The U.S. Department of Justice announced it has frozen, seized and moved to forfeit more than $578 million in digital assets tied to transnational Chinese criminal organizations that targeted U.S. residents through websites and social media. The actions are part of a coordinated effort by the District of Columbia’s Scam Center Strike Force, created last November by U.S. Attorney Jeanine Pirro to combat Southeast Asian cryptocurrency fraud and related scams.
Pirro said cryptocurrency seizures are central to the Strike Force’s work, and her office will pursue forfeiture through the courts while seeking to return recovered funds to victims where possible. The DOJ notice indicated much of the seized crypto will not be redirected into the Strategic Bitcoin Reserve established by executive order in March 2025.
Public trackers such as BitcoinTreasuries.NET estimate that U.S. authorities may already hold as many as 328,372 BTC from various criminal seizures, though the White House had not publicly confirmed the size of any government-held digital asset stockpile at the time of the DOJ notice.

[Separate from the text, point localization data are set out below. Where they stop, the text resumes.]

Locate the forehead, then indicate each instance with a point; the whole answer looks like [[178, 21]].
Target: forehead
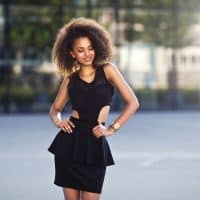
[[82, 42]]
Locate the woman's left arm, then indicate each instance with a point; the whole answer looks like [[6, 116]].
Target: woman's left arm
[[117, 80], [115, 77]]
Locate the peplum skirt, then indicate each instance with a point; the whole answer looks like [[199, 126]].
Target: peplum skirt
[[81, 158]]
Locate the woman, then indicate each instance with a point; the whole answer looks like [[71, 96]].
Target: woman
[[82, 52]]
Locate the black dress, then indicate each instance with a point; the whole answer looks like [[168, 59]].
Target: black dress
[[81, 158]]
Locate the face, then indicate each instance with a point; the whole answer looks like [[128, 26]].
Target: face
[[83, 51]]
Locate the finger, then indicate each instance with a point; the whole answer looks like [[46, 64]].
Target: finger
[[71, 123], [67, 128]]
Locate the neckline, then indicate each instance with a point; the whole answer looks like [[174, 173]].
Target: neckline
[[86, 81]]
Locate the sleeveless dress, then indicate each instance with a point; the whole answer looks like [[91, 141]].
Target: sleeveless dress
[[80, 157]]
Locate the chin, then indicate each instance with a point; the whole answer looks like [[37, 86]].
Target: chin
[[87, 63]]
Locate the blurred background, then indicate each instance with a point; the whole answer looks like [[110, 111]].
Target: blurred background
[[157, 44], [157, 50]]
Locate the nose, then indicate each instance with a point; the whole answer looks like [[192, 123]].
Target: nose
[[87, 53]]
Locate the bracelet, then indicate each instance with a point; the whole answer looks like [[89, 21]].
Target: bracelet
[[115, 126]]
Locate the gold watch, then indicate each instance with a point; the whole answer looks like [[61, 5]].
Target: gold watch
[[116, 126]]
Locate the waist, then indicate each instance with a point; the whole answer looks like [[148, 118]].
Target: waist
[[85, 121]]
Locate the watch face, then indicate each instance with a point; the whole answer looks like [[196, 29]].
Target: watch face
[[116, 125]]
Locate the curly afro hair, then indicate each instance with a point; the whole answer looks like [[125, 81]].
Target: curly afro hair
[[81, 27]]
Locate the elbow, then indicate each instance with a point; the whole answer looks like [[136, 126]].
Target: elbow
[[134, 105]]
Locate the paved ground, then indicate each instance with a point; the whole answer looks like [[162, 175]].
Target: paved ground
[[157, 158]]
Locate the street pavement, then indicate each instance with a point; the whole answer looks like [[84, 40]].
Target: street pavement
[[157, 157]]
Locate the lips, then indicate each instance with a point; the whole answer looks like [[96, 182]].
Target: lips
[[88, 59]]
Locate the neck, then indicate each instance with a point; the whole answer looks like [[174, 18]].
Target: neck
[[87, 68]]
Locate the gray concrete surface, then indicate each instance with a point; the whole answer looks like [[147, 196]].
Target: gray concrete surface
[[157, 157]]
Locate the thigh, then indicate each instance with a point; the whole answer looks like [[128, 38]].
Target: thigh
[[71, 194], [89, 195]]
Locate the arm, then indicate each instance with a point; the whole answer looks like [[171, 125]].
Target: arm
[[115, 77], [55, 110]]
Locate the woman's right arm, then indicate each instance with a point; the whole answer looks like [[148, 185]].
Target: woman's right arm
[[61, 99]]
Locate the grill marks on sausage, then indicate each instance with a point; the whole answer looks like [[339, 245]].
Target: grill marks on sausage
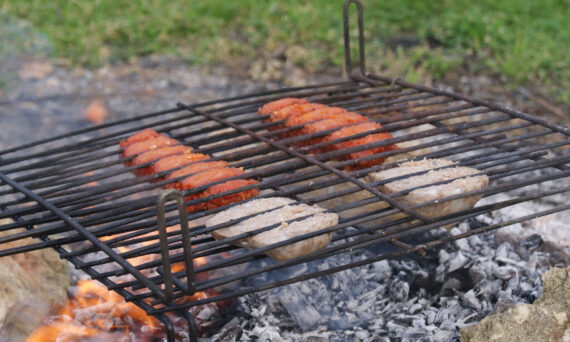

The seizures come amid a sharp rise in crypto-related scams in 2025. Blockchain analytics firm Chainalysis reported that impersonation crypto scams climbed roughly 1,400% year over year in 2025, driven by tactics like pig-butchering and fake investment schemes; the average amount stolen in these impersonation cases rose by about 600% over the same period.
Prosecutions have followed the uptick in fraud. Earlier this month, a judge handed down a 20-year prison sentence to an individual convicted of orchestrating a pig-butchering scheme that stole more than $73 million, with many victims based in the United States.
The DOJ’s announcement underscores a growing enforcement focus on disrupting cross-border crypto fraud networks, recovering illicit proceeds, and seeking restitution for victims while navigating questions about the disposition of seized digital assets.